The study was carried out with ‘hotspot’ fishing communities on the shores of Lake Victoria in Uganda, where approximately 40 percent of the population are infected with HIV, amongst the highest HIV prevalence levels in the world. The team mapped how disease was transmitted between these communities and larger inland communities with much lower HIV prevalence.
Contrary to expectation, they found that more HIV infections were driven by the inland communities with lower HIV prevalence than by the HIV hotspots. The results are published today in Lancet HIV.
Lead researcher Dr. Oliver Ratmann, from the Department of Mathematics at Imperial, said: “Our finding shows that HIV disease dynamics are not as obvious as they may seem, and advises caution against equating and stigmatizing hotspots as population groups that drive HIV spread in Africa.”

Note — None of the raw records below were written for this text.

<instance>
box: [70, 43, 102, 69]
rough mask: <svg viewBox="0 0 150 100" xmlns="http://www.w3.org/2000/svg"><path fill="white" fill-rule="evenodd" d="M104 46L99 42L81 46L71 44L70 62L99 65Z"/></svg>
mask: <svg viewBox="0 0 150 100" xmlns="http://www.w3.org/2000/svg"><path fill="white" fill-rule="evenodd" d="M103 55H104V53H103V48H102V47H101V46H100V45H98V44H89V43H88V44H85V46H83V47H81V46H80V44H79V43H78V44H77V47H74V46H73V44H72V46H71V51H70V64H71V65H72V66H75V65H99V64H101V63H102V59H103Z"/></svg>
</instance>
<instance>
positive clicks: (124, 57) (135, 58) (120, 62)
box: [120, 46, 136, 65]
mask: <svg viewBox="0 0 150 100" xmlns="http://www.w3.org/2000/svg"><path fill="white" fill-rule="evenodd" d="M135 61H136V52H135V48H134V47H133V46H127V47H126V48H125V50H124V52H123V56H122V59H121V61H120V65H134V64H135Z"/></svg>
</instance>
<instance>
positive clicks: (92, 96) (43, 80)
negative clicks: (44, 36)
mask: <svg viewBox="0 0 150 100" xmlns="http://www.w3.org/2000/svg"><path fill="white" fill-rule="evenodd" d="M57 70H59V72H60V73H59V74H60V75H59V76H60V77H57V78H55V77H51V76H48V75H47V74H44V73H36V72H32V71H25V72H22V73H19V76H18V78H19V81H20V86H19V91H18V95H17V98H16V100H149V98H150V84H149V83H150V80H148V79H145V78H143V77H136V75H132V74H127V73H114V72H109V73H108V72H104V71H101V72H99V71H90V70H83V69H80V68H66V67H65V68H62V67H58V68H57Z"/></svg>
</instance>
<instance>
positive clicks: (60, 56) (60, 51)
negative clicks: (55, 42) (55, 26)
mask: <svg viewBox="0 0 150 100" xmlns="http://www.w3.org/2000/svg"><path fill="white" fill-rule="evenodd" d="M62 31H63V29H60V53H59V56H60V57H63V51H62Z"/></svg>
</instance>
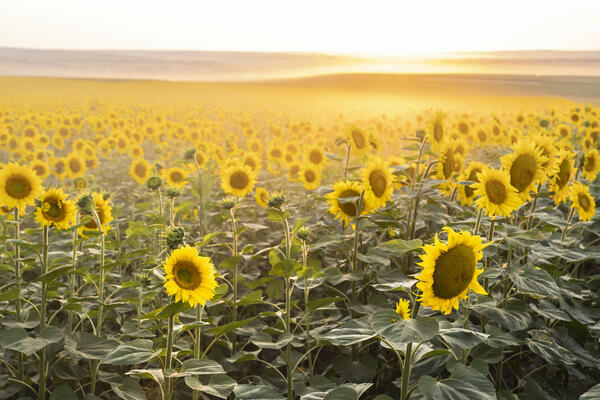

Co-author of the study Dr. Kate Grabowski, from the Johns Hopkins Bloomberg School of Public Health, added: “We were really surprised by the findings. Lake Victoria fishing communities have long been assumed to be drivers of transmission in neighbouring East African communities; however, our results show that is likely not the case.”
The team used recent advances in molecular biology and advanced statistics to map the transmission of HIV between people—the chain of infection events that lead to someone getting the disease.
This is possible because the virus changes subtly as it is passed around. Previously, scientists using this information had been able to say if the disease had likely passed between two people, but not which direction was more probable.
The new study was conducted as part of the PANGEA-HIV consortium, an international partnership to use viral sequence analysis to assess the transmission of HIV in Africa funded by the Bill and Melinda Gates Foundation.
The team deep-sequenced the genome of the virus from more than 2,500 HIV-positive people in Lake Victoria hotspots and surrounding inland communities between 2010-2015. They integrated this information with surveys about migration in the region, to accurately track disease spread in a highly mobile population.
They found that only 5.4 percent of infections in the region occurred between the hotspots and inland communities. Of these, nearly three times as many new infections occurred from inland communities into hotspot communities, rather than out from hotspot communities.
Dr. Ratmann said: “It has long been assumed that the hotspot communities around Lake Victoria were a ‘source’ of HIV infections, but it seems the opposite is true, and they are a ‘sink’, with more infections originating outside the hotspot.”
The researchers suggest this surprising result might be because the fishing communities are relatively small compared to the larger inland population, and because of migration dynamics related to local economies and social context.
Despite their much lower proportions of HIV-positive individuals, inland communities have higher overall numbers of infected people, who are also more likely to move to the fishing communities than vice versa.